I am wondering if I would be able to do better if I were to use more complex models . The problem is that the time complexity of the sophisticated models seems to increase super-linearly with the number of training instances. SVM (SMO implementation from WEKA), for example, has been running for the past 3hrs already on this data, whereas the Naive Baye's and LibLINEAR finished in about 15mins and 40mins respectively.
I am trying to build a general framework for short texts classification (twitter, text messages etc.), and so will be running many experiments over varied data sets. I require techniques that scale and work well (don't we all :-)). Any suggestions?
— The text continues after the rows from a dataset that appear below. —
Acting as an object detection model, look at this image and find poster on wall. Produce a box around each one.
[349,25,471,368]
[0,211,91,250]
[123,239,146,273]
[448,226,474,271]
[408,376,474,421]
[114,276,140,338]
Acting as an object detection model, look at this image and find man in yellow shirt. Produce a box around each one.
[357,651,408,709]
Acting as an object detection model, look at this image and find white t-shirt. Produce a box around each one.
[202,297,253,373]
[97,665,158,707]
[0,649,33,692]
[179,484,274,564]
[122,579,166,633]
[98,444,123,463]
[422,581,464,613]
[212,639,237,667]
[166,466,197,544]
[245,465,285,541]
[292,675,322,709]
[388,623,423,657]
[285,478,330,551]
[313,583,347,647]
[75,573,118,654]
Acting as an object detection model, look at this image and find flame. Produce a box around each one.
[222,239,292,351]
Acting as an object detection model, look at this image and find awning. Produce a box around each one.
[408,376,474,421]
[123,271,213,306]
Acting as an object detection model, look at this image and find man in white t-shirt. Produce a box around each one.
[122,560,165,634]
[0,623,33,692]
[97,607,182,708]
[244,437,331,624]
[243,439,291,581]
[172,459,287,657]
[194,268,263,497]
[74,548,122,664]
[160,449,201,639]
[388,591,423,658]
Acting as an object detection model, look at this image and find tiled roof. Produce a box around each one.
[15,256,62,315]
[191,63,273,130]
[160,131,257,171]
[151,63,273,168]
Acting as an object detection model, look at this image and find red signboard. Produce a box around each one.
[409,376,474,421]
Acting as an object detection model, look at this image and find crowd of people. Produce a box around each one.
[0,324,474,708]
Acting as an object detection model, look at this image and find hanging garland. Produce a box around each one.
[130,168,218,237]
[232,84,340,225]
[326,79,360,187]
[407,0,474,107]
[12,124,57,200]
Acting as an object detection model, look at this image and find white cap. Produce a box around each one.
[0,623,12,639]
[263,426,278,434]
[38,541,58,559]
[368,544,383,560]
Another question is with regard to dimension reduction. When I pre-process my text, I apply stemming, stopword removal and convert the text to tf-idf vector representation. Dimension reduction techniques (Info gain, in particular) again seems to be taking an inordinately long time. Any scalable way to do feature selection? Would pruning by tf-idf scores an acceptable approach?
Edit 1: By "Info Gain", I meant Information Gain . And currently I am not doing any feature selection.